La giurisprudenza di merito, con sentenze delle Commissioni tributarie, ha avallato la possibilità del professionista di dimostrare con assoluta certezza i compensi incassati al netto delle ritenute d’acconto anche con altri documenti.
A dire il vero l’Amministrazione finanziaria già con la risoluzione 68/2009 ha consentito al contribuente di poter scomputare le ritenute subite a condizione che sia in grado di provare tramite la fattura e la documentazione bancaria l’assoggettamento a ritenuta. La documentazione prodotta dovrà essere integrata da una dichiarazione sostitutiva dell’atto notorio la quale attesti che il pagamento si riferisce ad una determinata fattura regolarmente contabilizzata. Quindi in fase di controllo sarà necessario esibire:
- Copia della fattura con ritenuta applicata;
- Copia della documentazione bancaria dell’incasso;
- Dichiarazione sostitutiva dell’atto di notorietà.
Di conseguenza, in assenza della certificazione, nessuna possibilità di scomputo per le parcelle incassate in contanti.
La questione delle ritenute in Parlamento
La questione dello scomputo delle ritenute è stata affrontata con un’interrogazione parlamentare. Anche in questo caso è stato fatto riferimento alla giurisprudenza di merito che ha affermato che la responsabilità solidale del committente (sostituito di imposta) è prevista quando le ritenute non sono effettuate né versate.

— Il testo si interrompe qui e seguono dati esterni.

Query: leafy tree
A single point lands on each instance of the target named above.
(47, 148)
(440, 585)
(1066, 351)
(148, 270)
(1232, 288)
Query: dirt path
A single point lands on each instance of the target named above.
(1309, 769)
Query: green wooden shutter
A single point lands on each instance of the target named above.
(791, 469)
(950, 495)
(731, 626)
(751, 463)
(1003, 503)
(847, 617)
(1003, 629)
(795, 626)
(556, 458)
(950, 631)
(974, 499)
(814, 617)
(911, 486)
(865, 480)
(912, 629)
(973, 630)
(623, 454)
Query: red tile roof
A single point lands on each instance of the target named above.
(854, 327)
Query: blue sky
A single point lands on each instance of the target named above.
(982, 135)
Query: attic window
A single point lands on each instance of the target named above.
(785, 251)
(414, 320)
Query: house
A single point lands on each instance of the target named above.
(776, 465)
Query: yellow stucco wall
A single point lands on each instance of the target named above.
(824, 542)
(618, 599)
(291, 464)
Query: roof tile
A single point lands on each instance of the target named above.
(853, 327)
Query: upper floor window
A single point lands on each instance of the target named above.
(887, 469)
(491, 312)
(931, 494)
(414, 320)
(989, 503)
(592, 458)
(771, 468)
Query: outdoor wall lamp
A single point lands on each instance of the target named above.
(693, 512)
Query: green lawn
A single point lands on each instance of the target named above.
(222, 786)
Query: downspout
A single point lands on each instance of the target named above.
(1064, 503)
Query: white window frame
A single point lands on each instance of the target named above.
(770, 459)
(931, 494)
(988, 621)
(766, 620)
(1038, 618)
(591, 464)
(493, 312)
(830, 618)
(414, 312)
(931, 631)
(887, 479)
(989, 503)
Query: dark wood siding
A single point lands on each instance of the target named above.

La risposta si è soffermata principalmente sullo scomputo delle ritenute prive di certificazione, richiamando la risoluzione 68/2009 in precedenza citata e collegando lo scomputo alla produzione della documentazione elencata nel paragrafo precedente, ma non si è espressa sulla responsabilità solidale tra sostituto di imposta e committente che resta argomento molto dibattuto in giurisprudenza.
Scomputo Ritenute dopo il 193/2016
Con il DL 193/2016 sono state riviste le possibilità di scomputare dal reddito dichiarato le ritenute subite nel caso in cui reddito e ritenute si suddividono in due periodi d’imposta diversi.In sintesi:
- le ritenute subite anteriormente alla data di presentazione della dichiarazione dei redditi, sempreché siano riferite a redditi che concorrono alla formazione del reddito complessivo, si scomputano dall’imposta lorda del periodo per il quale è presentata la dichiarazione dei redditi;
- le ritenute subite successivamente alla data di presentazione della dichiarazione dei redditi, possono essere scomputate nel periodo d’imposta in cui sono state effettuate, anche se il relativo reddito è stato già dichiarato nel periodo precedente.
In questo caso (particolarmente rilevante per agenti e rappresentanti) giocano un ruolo fondamentali le date di rilascio delle certificazioni uniche che, in caso di versamenti in ritardo, possono essere anche più di una.